7. Pump according to one of claims 1 to 6, characterized in that the drive (2) is fixedly fixed at one end, wherein preferably the other end via a connecting element (3) with the conveying element (1) is in communication.

8. Pump according to one of claims 1 to 7, characterized in that the conveying element (1) via a connecting element (3) with the drive (2) is in operative connection, which is preferably formed like a wire.

9. Pump according to one of claims 1 to 8, characterized in that the pump has a return element (17) for changing the shape of the conveying element (1).

10. Pump according to one of claims 1 to 9, characterized in that the drive (2) in a space (8) is arranged, which has an inlet (7) for educts for the oxidation, wherein the space (8) is preferably completed towards the medium to be conveyed.

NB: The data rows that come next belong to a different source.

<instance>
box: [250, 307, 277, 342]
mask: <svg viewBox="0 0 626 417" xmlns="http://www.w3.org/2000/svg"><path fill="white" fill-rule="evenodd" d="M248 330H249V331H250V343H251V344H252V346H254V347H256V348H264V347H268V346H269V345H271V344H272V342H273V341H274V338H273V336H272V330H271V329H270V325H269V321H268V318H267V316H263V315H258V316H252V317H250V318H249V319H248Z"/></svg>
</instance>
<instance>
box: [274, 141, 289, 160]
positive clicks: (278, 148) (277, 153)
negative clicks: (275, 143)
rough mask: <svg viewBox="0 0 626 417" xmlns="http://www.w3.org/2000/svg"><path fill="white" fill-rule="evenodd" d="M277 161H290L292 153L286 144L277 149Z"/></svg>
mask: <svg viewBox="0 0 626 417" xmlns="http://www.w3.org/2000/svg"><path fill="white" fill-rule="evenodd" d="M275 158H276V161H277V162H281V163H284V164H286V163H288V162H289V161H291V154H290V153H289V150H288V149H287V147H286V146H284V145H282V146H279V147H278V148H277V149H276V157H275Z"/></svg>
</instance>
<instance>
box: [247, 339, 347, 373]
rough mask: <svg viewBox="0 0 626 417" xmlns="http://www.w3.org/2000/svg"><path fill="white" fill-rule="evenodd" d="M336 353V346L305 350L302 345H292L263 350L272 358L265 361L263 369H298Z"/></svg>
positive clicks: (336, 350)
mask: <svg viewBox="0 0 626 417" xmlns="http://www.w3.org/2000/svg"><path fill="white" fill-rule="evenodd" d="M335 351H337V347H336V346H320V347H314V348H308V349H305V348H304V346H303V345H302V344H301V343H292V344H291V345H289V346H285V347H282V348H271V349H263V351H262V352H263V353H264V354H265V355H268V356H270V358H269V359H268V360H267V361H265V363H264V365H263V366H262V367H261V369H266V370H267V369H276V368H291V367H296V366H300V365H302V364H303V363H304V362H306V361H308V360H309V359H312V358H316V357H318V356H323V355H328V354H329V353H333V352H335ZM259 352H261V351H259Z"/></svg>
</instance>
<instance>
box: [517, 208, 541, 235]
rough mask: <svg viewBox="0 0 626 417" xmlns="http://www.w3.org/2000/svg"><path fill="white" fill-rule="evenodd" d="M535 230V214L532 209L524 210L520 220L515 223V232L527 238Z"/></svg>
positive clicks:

1 1. Pump according to one of claims 1 to 10, characterized in that the drive (2) in a space (8) is arranged, which has an outlet (14) for products of oxidation and unreacted educts.

12. Method of conveying a medium with the following steps:

Oxidation on a material (6), - generation of heat by the oxidation,

Transfer of the heat to a material (5),

- thermal change in length of the material (5),

Deforming a conveying element (1),

Generation of a flow of the medium,

Cooling the material (5),

- thermal change in length of the material (5),

Deforming the conveying element (1),

- Generating a flow of the medium

13. The method according to claim 12, characterized in that the material (5) performs a contraction when heated.

14. The method according to claim 12 or 13, characterized in that the material (5) performs an expansion when cooled.